「生きること」

わたしは湖がある森の入口まで行くと、一度立ち止まり「クロキさんに会えますように。」と心の中で願った。

そして、森の中を進み、湖のところまで辿り着いた。
わたしは湖の手前でしゃがみ込むと、自分の掌を見つめた。

クロキさんから力を少し分けてもらったんだよね?

半信半疑に思いながら、わたしはクロキさんと繋いだ方の手を湖の水面にかざした。

すると、あのときと同じように湖が光り出し、一瞬にして場所を移動したのが分かった。

「え?」

目の前には、あのとき見た大きな満月、、、と、そこには満月を眺めるクロキさんの姿があったのだ。

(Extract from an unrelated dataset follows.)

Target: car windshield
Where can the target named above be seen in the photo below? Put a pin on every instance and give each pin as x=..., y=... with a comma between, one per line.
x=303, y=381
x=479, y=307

クロキさんは、こっちを振り向くと「あ、くる実さん。会えて良かった。」と言い、微笑んで見せた。

「クロキさん、、、どうしてここに?」
わたしが驚きながらそう言うと、クロキさんはヘヘッと笑い、「恥ずかしい話なんですが、、、」と言ったあと、わたしの目の前までゆっくり歩み寄って来た。

そして、「僕が必要なときは、ここに来てください、なんて、、、くる実さんに格好いいこと言っておきながら、くる実さんを必要としていたのは僕でした。」と、自分格好悪いなぁ、とでも言いたそうに苦笑いを浮かべて言った。

「会いたかったです。」

そう言って、クロキさんは優しくわたしを引き寄せ、抱き締めた。